A deep learning Recommender system for Farmer's Questions in Audio
Abstract
As Uganda strives to improve its Food and Nutrition Security (FNS), the role of technology in increasing the reach of agricultural knowledge should not be overlooked. Inorder to fulfill this vision, systems that can transmit and store a variety of data must be developed, with voice recommender systems serving as an example. In this report, we propose a recommendation system that applies machine learning techniques developed for image classification to this sound recognition problem in order to pro-
duce an appropriate response to a farmer’s question. The system is categorised into two units: the first is a speech recognition block that can convert the digital nature of audio files into mel-spectrogram representations that mimic the nature of the human ear. The second block uses a VGG16 model to perform the question and recommendation classification using generated embeddings from the spectrogram images.
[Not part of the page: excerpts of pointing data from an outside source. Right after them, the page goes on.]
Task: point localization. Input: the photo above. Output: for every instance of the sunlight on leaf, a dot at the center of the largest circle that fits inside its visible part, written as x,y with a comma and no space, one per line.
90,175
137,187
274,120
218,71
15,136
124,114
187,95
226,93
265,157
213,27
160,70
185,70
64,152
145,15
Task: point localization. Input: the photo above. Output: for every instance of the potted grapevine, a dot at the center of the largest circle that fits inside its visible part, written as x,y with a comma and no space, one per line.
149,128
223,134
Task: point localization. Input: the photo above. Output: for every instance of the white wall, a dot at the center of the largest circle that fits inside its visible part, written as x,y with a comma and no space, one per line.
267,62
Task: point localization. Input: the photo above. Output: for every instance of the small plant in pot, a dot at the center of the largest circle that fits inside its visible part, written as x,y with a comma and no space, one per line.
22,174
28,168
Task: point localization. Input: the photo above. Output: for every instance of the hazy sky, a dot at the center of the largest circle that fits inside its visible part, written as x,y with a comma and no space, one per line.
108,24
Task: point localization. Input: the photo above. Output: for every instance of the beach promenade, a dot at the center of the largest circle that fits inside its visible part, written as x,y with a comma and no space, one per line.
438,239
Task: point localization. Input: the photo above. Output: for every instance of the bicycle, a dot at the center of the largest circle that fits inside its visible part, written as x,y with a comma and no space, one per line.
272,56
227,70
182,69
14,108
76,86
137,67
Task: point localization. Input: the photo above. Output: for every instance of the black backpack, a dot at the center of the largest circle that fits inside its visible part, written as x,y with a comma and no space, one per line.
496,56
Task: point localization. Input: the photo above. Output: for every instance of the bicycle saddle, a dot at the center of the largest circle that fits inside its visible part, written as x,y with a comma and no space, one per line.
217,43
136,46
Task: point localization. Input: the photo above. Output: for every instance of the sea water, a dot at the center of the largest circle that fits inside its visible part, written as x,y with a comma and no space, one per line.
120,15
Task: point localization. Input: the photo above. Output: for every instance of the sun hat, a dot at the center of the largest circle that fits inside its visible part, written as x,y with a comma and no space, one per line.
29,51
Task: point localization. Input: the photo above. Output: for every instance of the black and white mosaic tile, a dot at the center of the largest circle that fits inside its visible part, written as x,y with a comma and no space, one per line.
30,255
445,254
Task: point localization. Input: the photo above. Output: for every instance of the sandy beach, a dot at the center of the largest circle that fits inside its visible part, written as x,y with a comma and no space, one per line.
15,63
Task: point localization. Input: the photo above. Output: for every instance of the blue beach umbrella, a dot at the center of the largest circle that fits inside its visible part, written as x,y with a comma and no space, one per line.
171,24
The proposed solution to this problem was developed after collecting over 10,000 audio files containing 2061 questions commonly asked by maize, cassava, and bean farmers. These audio files were recorded by a group of Makerere University students aged 20 to 25. We were also able to generate artificial data from these original files
using techniques such as noise addition, time stretching and frequency shifting. As a result, the system’s classification accuracy increased from 25% to 39%. We believe that with such a comprehensive approach, it could be used as a baseline for question recognition and answer recommendation to these farmers’ questions. Such a recommender system would assist in conveying fundamental agricultural knowledge in a space accessible to the majority of Ugandan farmers.